[sdiy] Harmonic bandwidth

Richard Wentk richard at skydancer.com
Mon Jan 7 20:35:41 CET 2008


On 7 Jan 2008, at 18:08, Ben Lincoln wrote:

> Yes, sorry, I should have phrased what I wrote in a better way. I  
> agree that the main part of his approach is to replace pure  
> harmonics with clusters of closely-spaced (frequency-wise) sine waves.

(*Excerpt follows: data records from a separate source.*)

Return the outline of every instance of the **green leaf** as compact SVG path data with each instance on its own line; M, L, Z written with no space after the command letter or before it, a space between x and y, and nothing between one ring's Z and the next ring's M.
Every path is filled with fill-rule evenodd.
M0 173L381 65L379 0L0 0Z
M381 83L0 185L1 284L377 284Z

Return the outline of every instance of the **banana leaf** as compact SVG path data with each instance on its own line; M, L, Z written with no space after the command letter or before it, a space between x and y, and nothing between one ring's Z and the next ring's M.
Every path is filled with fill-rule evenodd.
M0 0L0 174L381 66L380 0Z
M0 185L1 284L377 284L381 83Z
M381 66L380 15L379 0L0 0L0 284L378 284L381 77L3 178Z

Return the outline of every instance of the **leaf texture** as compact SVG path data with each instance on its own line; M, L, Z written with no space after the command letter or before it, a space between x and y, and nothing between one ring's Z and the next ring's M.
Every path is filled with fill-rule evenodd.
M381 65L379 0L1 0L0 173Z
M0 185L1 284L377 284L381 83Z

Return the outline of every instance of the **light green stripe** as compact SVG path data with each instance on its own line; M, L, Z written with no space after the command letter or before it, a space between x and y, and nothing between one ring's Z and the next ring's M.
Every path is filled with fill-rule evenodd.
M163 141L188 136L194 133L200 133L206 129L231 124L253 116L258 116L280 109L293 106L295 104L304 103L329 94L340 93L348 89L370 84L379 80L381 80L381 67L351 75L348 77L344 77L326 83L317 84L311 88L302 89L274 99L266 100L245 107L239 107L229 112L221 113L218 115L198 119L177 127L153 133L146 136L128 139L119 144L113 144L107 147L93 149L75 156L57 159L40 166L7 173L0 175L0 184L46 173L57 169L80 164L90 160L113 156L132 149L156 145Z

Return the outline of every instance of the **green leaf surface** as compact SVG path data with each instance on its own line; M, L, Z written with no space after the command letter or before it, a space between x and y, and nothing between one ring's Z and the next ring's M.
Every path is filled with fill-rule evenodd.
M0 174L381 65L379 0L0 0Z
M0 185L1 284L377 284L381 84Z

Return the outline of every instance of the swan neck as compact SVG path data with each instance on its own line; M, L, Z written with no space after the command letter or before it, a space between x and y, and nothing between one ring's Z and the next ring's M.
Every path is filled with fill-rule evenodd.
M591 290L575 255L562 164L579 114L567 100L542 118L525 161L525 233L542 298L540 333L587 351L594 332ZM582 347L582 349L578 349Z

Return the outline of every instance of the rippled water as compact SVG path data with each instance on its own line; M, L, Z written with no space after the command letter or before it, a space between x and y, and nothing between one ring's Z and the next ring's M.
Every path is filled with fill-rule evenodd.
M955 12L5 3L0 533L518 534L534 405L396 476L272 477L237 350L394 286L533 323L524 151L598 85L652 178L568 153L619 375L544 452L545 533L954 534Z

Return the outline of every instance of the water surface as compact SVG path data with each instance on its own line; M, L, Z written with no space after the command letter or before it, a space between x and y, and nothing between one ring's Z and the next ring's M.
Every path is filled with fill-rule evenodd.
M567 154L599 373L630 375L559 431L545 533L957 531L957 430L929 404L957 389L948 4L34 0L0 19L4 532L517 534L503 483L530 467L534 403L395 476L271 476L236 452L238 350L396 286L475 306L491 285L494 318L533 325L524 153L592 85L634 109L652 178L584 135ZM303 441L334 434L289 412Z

The way to do this isn't to resynthesise using a sine bank, but to  
resynthesise using noise passed through a bank of very high Q  
filters. Depending on the noise spectrum and the filter Q you can add  
different kinds of 'fat'.

> What I meant was that since he lists the phase aspect as a separate  
> step, that he was using it to "smear" the harmonics in a different  
> way to alter or increase the complexity of the effect that he  
> obtains with the previous step.

Slightly randomising either frequency or phase components in an IFFT  
creates a chorus effect, providing it's done for the entire duration  
of a sample and not just for a single cycle.

A single cycle wavetable oscillator cannot reproduce this kind of  
fat, by definition, because it's a dynamic and not a static effect.

The chorus/fat effect is created by constantly varying changes in  
phase and frequency, not the static distribution of the overtones.